24. Vocabulário das relações sintáticas. Verbos compostos (um termo proposicional, que
indica diferentes tipos de relações + um radical verbal que indica uma noção). Termos
preposicionais: παρα- (ao lado de), συν- (com, junto a), ἐπι- (sobre), προσ- (em direção
a ou mais que), ἐν- (dentro de), ἀνα- (em referência a, retornando) δια- ou μετα- (além
de) etc. Radicais verbais (indicam processos/noções): “ser/estar” (-εῖναι; -γίνεσθαι)
“existir” (-ὑπάρχειν), “colocar(-se)” (-τίθεσθαι; -τιθέναι; -κεῖσθαι; -ίστασθαι), “ir” (-
ιέναι; -ελθεῖν; -χορεῖν; -τρέχειν); “levar-se” (-φέρεσθαι); ligar-se, associar-se (-
αρτᾶσθαι; -άπτεσθαι; -δεῖν; -πλέκεσθαι). O uso de um extensivo vocabulário para fazer
menção a diferentes relações indica que Apolônio não se preocupou em distinguir
diferentes tipos (nem mesmo em propor uma terminologia mais específica).

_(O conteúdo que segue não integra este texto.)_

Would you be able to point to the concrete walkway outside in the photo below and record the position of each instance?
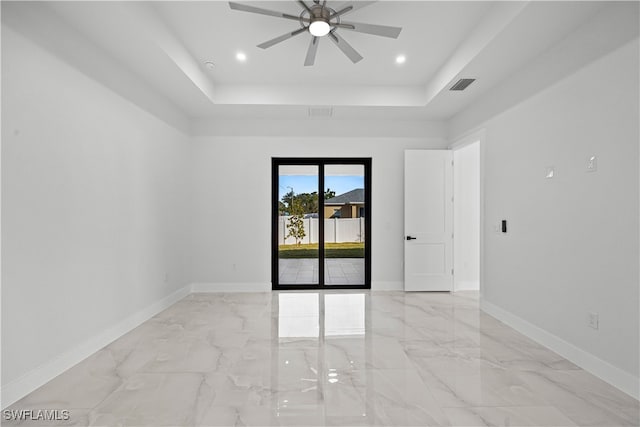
(338, 271)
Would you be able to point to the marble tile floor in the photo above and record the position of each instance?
(329, 359)
(338, 271)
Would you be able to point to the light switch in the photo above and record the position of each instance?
(550, 172)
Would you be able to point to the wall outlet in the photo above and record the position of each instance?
(550, 172)
(593, 320)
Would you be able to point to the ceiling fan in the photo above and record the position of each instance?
(321, 20)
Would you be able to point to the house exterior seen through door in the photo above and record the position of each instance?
(321, 223)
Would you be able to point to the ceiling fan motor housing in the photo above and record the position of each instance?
(320, 17)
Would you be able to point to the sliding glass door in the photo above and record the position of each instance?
(321, 224)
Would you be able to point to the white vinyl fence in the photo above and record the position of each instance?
(336, 230)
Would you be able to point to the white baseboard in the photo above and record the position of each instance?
(387, 286)
(617, 377)
(231, 287)
(20, 387)
(467, 285)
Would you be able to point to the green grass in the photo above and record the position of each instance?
(332, 250)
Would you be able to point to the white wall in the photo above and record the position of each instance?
(232, 177)
(466, 217)
(92, 208)
(572, 245)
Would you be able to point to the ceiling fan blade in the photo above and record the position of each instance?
(355, 5)
(376, 30)
(303, 4)
(281, 38)
(246, 8)
(311, 52)
(345, 47)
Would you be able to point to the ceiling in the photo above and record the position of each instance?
(164, 45)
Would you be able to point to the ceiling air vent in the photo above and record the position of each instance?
(320, 112)
(462, 84)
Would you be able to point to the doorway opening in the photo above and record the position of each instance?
(321, 223)
(466, 215)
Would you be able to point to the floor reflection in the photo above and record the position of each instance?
(317, 338)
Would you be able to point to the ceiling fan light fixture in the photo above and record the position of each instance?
(319, 28)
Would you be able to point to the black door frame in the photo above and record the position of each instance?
(321, 162)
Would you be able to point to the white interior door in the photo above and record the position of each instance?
(428, 220)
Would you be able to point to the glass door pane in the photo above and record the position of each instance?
(298, 253)
(345, 216)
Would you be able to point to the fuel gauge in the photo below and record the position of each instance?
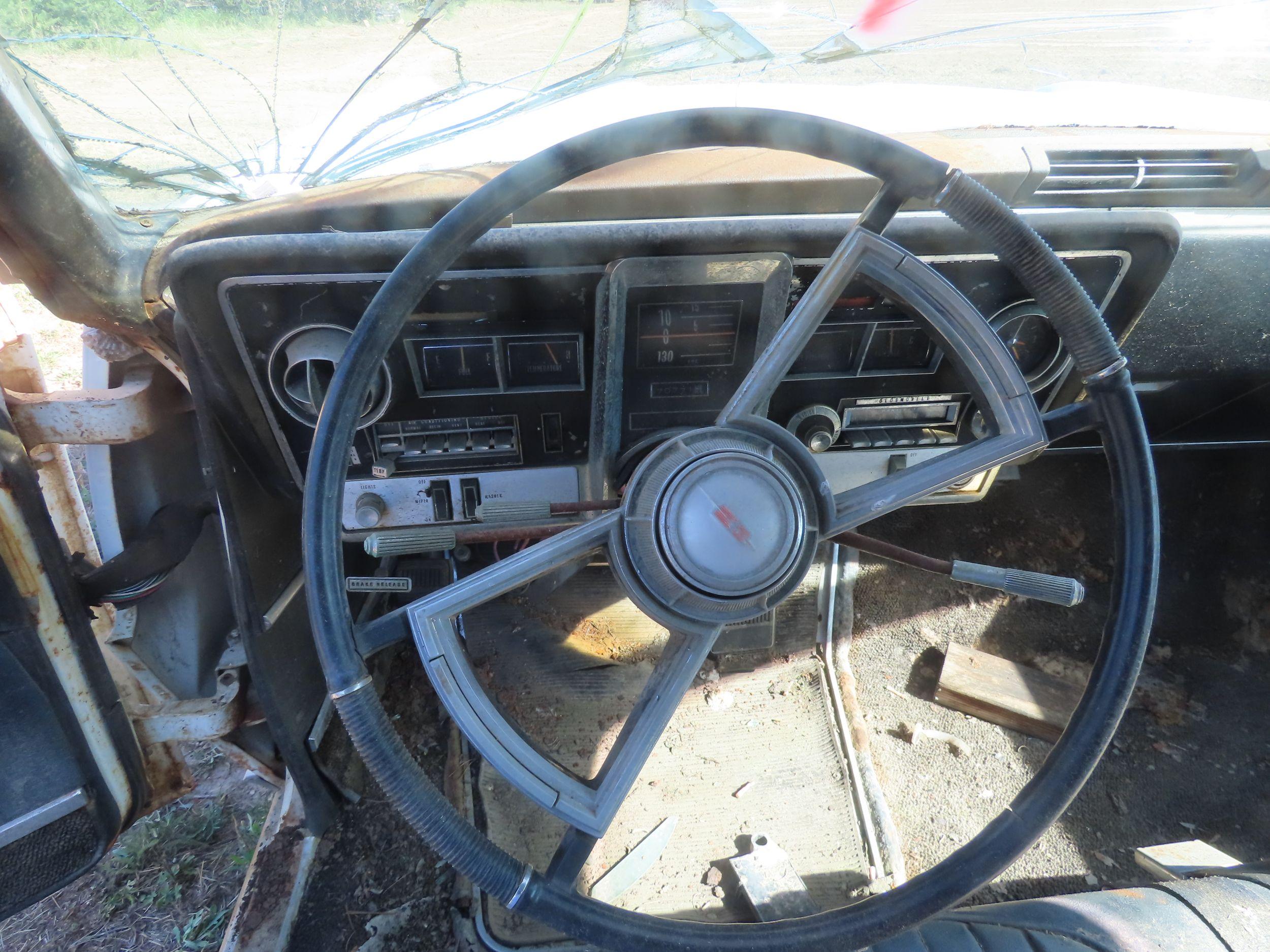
(458, 365)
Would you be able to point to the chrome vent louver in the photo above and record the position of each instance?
(1151, 177)
(301, 369)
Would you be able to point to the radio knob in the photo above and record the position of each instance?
(369, 511)
(817, 425)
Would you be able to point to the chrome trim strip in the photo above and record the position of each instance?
(285, 600)
(521, 887)
(41, 816)
(1114, 367)
(344, 692)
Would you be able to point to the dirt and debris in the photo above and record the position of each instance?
(1190, 747)
(372, 869)
(1248, 603)
(916, 734)
(171, 880)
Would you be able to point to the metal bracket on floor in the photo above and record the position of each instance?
(134, 410)
(197, 719)
(770, 881)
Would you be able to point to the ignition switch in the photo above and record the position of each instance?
(817, 425)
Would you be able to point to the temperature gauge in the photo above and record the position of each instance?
(544, 364)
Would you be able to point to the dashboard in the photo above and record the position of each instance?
(550, 384)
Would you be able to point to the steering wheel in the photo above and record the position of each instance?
(719, 524)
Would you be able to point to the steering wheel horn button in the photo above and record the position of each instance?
(719, 524)
(729, 523)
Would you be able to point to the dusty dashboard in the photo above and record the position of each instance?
(550, 384)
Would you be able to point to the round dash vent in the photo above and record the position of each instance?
(303, 365)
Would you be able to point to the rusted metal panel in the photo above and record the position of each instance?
(275, 884)
(122, 414)
(166, 770)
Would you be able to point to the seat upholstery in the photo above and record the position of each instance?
(1216, 914)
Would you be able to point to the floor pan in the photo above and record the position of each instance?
(751, 753)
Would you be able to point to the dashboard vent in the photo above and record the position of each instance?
(301, 369)
(1151, 177)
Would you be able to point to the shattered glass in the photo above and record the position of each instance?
(168, 116)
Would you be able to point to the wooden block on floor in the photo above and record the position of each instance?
(1177, 861)
(1011, 695)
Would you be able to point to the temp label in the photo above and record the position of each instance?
(375, 583)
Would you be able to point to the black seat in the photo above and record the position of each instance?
(1218, 914)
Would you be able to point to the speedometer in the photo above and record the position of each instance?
(1033, 342)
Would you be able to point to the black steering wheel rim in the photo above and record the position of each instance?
(906, 173)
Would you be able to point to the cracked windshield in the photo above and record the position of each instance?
(194, 103)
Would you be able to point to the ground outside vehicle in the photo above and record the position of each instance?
(681, 516)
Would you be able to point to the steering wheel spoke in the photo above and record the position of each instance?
(586, 805)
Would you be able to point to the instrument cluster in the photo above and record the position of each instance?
(504, 385)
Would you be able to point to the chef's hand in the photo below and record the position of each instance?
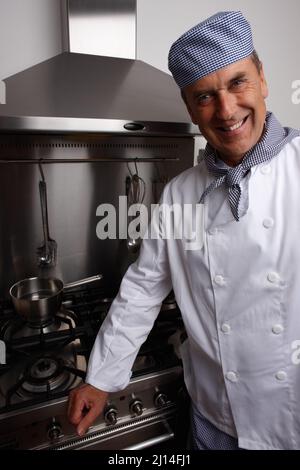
(85, 405)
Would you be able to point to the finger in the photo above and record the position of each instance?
(70, 404)
(77, 406)
(88, 420)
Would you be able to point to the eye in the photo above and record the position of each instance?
(204, 98)
(238, 82)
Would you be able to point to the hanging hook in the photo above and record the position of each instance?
(41, 169)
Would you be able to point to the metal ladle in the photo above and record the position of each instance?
(135, 191)
(47, 253)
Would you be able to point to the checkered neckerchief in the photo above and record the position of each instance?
(274, 139)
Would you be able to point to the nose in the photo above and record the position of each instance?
(225, 106)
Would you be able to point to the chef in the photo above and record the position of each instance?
(238, 288)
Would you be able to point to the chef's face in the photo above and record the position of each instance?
(229, 108)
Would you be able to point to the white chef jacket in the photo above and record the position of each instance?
(239, 295)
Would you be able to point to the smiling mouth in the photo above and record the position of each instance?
(235, 127)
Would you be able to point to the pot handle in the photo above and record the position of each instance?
(81, 282)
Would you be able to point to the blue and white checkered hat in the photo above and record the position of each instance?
(218, 41)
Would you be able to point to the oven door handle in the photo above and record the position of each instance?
(151, 442)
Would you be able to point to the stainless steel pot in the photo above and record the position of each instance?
(37, 300)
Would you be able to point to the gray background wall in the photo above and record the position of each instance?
(30, 33)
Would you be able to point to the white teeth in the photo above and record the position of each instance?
(233, 128)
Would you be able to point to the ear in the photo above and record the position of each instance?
(263, 83)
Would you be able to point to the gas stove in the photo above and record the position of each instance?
(44, 362)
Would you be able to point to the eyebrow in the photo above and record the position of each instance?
(207, 91)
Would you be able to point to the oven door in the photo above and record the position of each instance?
(140, 433)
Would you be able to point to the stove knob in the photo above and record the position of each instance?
(160, 399)
(136, 407)
(111, 415)
(54, 431)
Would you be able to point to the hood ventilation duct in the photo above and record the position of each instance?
(96, 84)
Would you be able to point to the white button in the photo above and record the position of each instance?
(226, 328)
(232, 376)
(281, 375)
(265, 169)
(219, 280)
(273, 277)
(277, 329)
(268, 222)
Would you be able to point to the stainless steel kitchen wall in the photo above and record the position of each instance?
(81, 171)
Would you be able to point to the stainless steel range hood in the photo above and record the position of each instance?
(96, 85)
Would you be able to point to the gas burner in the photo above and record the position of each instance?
(39, 375)
(44, 374)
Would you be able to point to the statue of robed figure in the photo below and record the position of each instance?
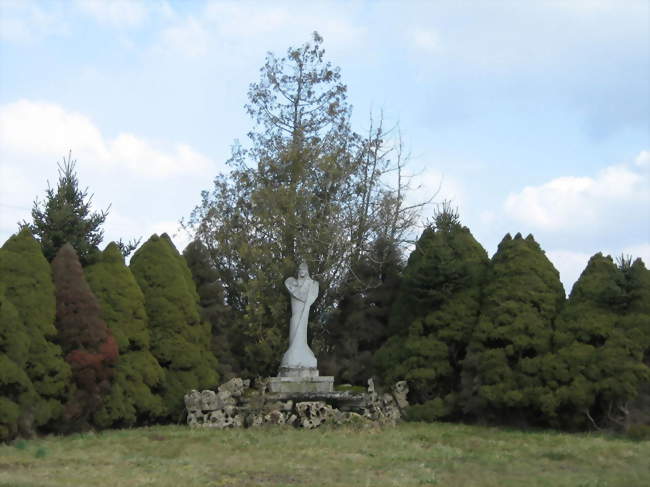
(304, 291)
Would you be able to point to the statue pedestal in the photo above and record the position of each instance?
(300, 379)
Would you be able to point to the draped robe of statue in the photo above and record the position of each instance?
(304, 292)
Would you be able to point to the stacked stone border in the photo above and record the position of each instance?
(237, 404)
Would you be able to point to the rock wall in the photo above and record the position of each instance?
(236, 404)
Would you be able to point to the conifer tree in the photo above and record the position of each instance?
(512, 343)
(86, 341)
(17, 395)
(27, 278)
(65, 216)
(435, 314)
(214, 309)
(602, 337)
(180, 341)
(133, 397)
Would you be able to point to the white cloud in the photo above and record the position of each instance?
(118, 13)
(29, 128)
(189, 37)
(577, 202)
(22, 22)
(643, 159)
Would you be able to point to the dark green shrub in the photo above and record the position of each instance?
(27, 277)
(133, 396)
(180, 341)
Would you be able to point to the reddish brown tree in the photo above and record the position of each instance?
(86, 341)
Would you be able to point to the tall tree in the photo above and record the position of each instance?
(359, 324)
(512, 343)
(27, 278)
(308, 188)
(602, 338)
(180, 340)
(66, 216)
(133, 397)
(87, 343)
(435, 313)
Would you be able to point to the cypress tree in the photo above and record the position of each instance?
(213, 308)
(133, 396)
(511, 346)
(180, 341)
(17, 394)
(602, 340)
(27, 278)
(86, 341)
(440, 298)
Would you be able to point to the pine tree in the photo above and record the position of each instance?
(435, 314)
(180, 341)
(65, 216)
(133, 397)
(512, 343)
(17, 395)
(27, 278)
(86, 341)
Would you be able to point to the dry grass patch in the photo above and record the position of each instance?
(410, 454)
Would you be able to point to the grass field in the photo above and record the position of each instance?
(409, 454)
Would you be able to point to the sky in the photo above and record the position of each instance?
(531, 117)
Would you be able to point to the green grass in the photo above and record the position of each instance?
(410, 454)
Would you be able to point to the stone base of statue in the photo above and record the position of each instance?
(300, 380)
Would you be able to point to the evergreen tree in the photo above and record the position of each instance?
(214, 310)
(601, 338)
(512, 343)
(133, 397)
(180, 341)
(435, 314)
(65, 216)
(359, 326)
(17, 395)
(86, 341)
(27, 278)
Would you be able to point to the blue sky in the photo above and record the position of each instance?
(533, 116)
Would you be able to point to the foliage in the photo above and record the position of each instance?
(86, 341)
(213, 308)
(27, 278)
(359, 325)
(602, 337)
(65, 216)
(17, 394)
(512, 344)
(308, 188)
(435, 313)
(180, 340)
(133, 396)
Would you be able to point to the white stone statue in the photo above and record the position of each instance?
(304, 292)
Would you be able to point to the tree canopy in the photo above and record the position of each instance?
(306, 188)
(138, 375)
(65, 216)
(180, 340)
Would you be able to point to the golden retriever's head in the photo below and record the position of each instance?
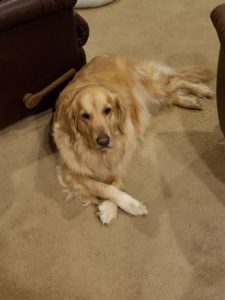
(98, 116)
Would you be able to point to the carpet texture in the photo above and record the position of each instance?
(52, 249)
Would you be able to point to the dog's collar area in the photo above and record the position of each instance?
(104, 148)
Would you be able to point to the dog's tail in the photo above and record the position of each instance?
(195, 74)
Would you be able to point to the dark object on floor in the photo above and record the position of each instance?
(40, 41)
(218, 19)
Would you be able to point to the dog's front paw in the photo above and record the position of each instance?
(107, 211)
(132, 205)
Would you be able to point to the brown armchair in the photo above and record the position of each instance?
(40, 40)
(218, 19)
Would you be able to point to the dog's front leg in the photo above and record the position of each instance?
(113, 197)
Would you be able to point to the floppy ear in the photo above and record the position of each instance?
(71, 121)
(121, 113)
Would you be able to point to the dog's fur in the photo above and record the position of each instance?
(113, 98)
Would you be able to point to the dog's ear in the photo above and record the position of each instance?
(121, 114)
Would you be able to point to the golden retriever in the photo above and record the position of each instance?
(103, 113)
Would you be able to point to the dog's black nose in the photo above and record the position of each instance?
(103, 140)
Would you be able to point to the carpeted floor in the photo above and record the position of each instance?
(51, 249)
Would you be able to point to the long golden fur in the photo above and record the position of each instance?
(103, 113)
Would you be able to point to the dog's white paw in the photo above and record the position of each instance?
(132, 205)
(107, 211)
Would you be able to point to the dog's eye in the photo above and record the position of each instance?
(86, 116)
(107, 110)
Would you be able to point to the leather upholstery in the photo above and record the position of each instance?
(14, 13)
(36, 51)
(218, 19)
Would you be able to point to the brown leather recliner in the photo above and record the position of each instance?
(40, 40)
(218, 19)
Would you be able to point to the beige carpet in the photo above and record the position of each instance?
(51, 249)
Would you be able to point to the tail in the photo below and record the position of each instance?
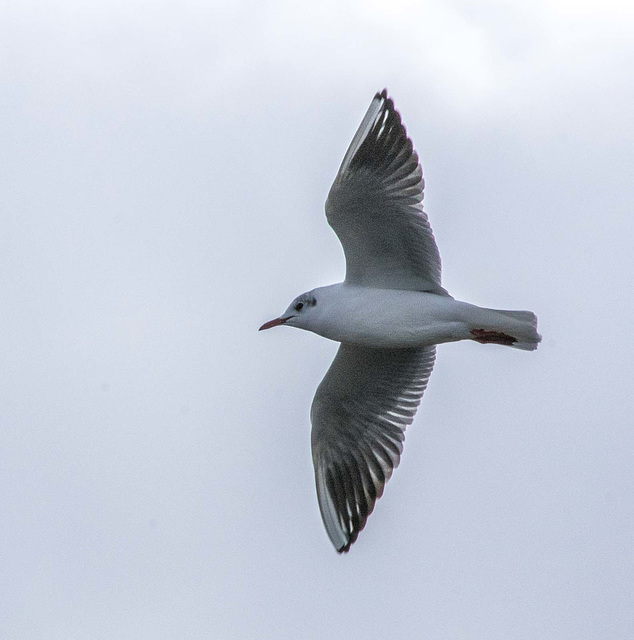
(517, 329)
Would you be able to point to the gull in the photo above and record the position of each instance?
(389, 314)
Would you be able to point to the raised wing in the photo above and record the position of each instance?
(359, 415)
(375, 207)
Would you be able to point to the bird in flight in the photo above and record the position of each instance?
(389, 314)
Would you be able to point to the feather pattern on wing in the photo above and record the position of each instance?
(359, 415)
(375, 207)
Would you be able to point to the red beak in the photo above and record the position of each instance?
(273, 323)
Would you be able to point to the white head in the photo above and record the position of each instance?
(300, 312)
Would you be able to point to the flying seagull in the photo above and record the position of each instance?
(389, 314)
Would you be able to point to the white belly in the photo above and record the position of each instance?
(389, 318)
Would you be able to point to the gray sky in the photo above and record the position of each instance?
(164, 169)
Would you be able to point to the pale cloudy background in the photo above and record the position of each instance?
(164, 168)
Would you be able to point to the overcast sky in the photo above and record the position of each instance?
(164, 169)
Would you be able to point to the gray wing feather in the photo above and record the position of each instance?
(375, 207)
(359, 415)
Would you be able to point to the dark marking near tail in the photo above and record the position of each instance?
(492, 337)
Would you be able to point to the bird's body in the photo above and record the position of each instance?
(389, 314)
(397, 318)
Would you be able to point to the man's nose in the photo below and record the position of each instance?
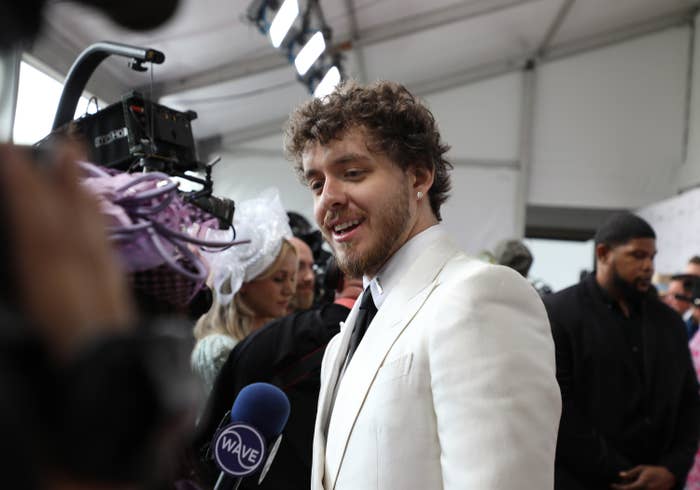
(332, 195)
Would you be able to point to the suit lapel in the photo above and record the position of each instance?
(400, 306)
(334, 358)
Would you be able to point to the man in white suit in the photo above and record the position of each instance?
(453, 384)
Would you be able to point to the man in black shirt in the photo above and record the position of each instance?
(631, 410)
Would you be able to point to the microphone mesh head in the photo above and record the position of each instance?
(264, 406)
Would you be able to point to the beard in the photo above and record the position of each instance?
(629, 290)
(391, 226)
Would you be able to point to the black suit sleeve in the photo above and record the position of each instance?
(681, 455)
(580, 447)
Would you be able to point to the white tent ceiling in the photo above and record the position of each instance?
(242, 88)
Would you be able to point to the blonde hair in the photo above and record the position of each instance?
(235, 319)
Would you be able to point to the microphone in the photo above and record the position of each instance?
(249, 443)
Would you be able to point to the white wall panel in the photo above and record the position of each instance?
(480, 120)
(689, 174)
(480, 211)
(609, 124)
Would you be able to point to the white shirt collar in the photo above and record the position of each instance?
(390, 274)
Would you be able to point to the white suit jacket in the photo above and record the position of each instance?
(452, 387)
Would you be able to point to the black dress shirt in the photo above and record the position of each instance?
(629, 391)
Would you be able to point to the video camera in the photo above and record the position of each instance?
(136, 134)
(691, 283)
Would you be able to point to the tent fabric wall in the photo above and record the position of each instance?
(608, 133)
(675, 221)
(609, 124)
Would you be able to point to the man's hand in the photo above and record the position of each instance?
(68, 282)
(645, 477)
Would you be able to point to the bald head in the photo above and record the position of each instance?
(304, 297)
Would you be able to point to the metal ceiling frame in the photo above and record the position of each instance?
(9, 86)
(479, 73)
(361, 38)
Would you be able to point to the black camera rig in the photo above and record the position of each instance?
(136, 134)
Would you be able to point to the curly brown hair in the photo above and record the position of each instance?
(400, 126)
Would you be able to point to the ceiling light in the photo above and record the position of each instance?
(310, 53)
(283, 21)
(328, 84)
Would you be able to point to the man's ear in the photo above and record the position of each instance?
(602, 252)
(422, 178)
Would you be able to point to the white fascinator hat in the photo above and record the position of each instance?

27. Sintaxe dos enunciados complexos. Apolônio deve à tradição estoica tanto a atenção
sistemática que ele apresenta na análise de tais enunciados, tanto em questões de
ordem/congruência, quanto verdade, quanto também se limita às construções de
interesse da lógica, deixando escapar outras formas de construção complexa. Em suma,
o projeto da obra de Apolônio é uma “sintaxe das partes da oração”. O objetivo é
descrever a combinatória das formas lexicais a serviço de uma reunião de termos
significativos que mantém coerência semântica.
Questões filológicas e de tradução
29. O estilo do texto de Apolônio. Maas (1912, p. 14): der Krause Stil (“o estilo rude”),
diferente do que se esperaria de um texto técnico e, sobretudo, gramatical. Questiona-
se se não se trata de um estilo oral transposto para a escrita, apresentando as seguintes
características: 1. redundâncias que tornam o estilo confuso; 2. elipses exageradas que
tornam o texto opaco; 3. uso polissêmico ou pouco claro de termos técnicos; 4. confusão
entre nome e referência; 5. recurso a termos imprecisos, vagos, ambíguos; 6. redações
duplas, lapsos. Ao traduzir, atenção impõe-se para que, em busca de uma legibilidade
contemporânea, não se interprete demais o texto grego , “corrigindo” o autor.